We sit in his living room and he puts on some music and it sounds like a painting in my head and my chest. It’s hard to explain. It’s as if I’ve lived my whole life underground and just found the hole to the surface.
My parents don’t like me hanging out with Ian. He’s not allowed to hang out at my house. Not even when we were little. My mother rang her bell once, and she and Dad tried to talk to me about it. How maybe I shouldn’t get too close. How maybe it looks bad for our family for me to be friends with a boy like him. Now, Ian gets good grades and leads the debate team. I’m growing my client list to nearly sixty and will scrape through junior year with my worst grades yet. I’m pretty sure having Ian as my best friend is the only good thing I have going for my reputation.
I check my phone. I look at the numbers on the clock but they still make no sense to me. Ian is lying on the couch with his eyes closed.
I decide to lie next to him.
We kiss and it’s a longer kiss than when we were on Elm Street. I can feel every nerve in my body. It’s like Ian’s kiss is a million times more powerful than my mother’s stupid bell. I’m breathless when we finish.
“Wow,” I say.
“Yeah,” Ian says.
I am out of my tunnel here, lying in the crook of his arm, curled in on his body. I can feel him breathing. I can hear his heartbeat. The grin on my face won’t calm down. It may be bigger than ever.
I don’t know what I’m doing. He’s just lying here and I’m just lying here but something makes me reach down and touch his penis. I think of the word penis and start laughing slowly. The laugh builds and I don’t take my hand off, but I squeeze it with each giggle and Ian laughs, too, and we’re lying on his couch, me with my hand on his penis, laughing, when my phone rings again. My hand hesitates. In order to reach my phone I will have to take my hand off Ian’s penis and I really don’t want to because it’s growing in my hand and that’s far more interesting than anything anyone could tell me on my phone.
“You getting that?”
“No.”
We fall into a hysterical fit and Ian nearly falls off the couch but I hold him steady by his penis. The phone rings again and it makes us laugh until I feel like I’m going to pee in my pants and I leave the ringing phone on the coffee table and make my way to Ian’s downstairs bathroom.

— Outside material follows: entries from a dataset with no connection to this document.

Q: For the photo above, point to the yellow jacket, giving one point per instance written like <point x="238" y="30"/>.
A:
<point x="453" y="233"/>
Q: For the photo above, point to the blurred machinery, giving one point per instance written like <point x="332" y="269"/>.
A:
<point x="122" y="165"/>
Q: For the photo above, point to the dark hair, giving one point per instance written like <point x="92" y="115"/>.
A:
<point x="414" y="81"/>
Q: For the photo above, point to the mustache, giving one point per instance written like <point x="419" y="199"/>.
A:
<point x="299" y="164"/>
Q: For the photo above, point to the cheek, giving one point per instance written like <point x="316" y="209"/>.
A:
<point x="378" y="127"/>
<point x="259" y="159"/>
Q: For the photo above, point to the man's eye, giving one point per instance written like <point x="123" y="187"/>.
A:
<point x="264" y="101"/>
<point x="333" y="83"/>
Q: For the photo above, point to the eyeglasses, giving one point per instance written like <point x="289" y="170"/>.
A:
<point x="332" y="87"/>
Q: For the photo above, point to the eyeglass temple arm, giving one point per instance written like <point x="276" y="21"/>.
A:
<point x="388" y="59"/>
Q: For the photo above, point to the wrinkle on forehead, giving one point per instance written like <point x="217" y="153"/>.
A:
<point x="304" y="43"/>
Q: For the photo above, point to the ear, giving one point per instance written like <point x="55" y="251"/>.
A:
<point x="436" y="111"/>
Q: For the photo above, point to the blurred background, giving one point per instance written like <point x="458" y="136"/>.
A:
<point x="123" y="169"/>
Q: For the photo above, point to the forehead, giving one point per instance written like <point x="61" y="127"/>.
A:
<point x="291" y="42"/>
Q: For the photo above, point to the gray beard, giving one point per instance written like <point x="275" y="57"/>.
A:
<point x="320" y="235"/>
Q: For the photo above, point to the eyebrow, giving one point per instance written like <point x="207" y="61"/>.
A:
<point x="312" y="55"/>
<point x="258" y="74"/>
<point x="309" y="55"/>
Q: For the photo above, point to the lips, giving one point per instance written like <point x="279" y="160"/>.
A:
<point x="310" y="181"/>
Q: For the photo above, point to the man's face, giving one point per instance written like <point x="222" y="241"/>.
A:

“It won’t stop ringing!” he screams as I’m peeing. I try to block it out and stare at the two green hand towels on the rail in front of me. The towels breathe as I breathe. The floor is a sea of movement and I glance up at the towels and then back at the floor and I realize that I’m tripping my balls off—the way my clients have described it to me. And then I remember touching Ian’s penis and I laugh so hard I fart and that makes me laugh even harder, so I pee more.
I finally finish and wash my hands for what feels like twenty minutes, and I come back to the living room and my phone is still ringing and Ian’s hard-on went away because he’s holding my phone, staring at it.
“I think you should read your texts,” he says.
“Your towels breathe,” I say.
“No. Seriously,” he says, but he’s laughing while he says it so I don’t take him seriously.
I can only read one text. The latest one. It’s from my mom. It says: When u get home we have to talk about spending time with that boy.
I read the last part aloud in a white dickhead voice. “We have to talk about spending time with that boy.”
Ian and I fall off the couch laughing even though nothing about this is funny.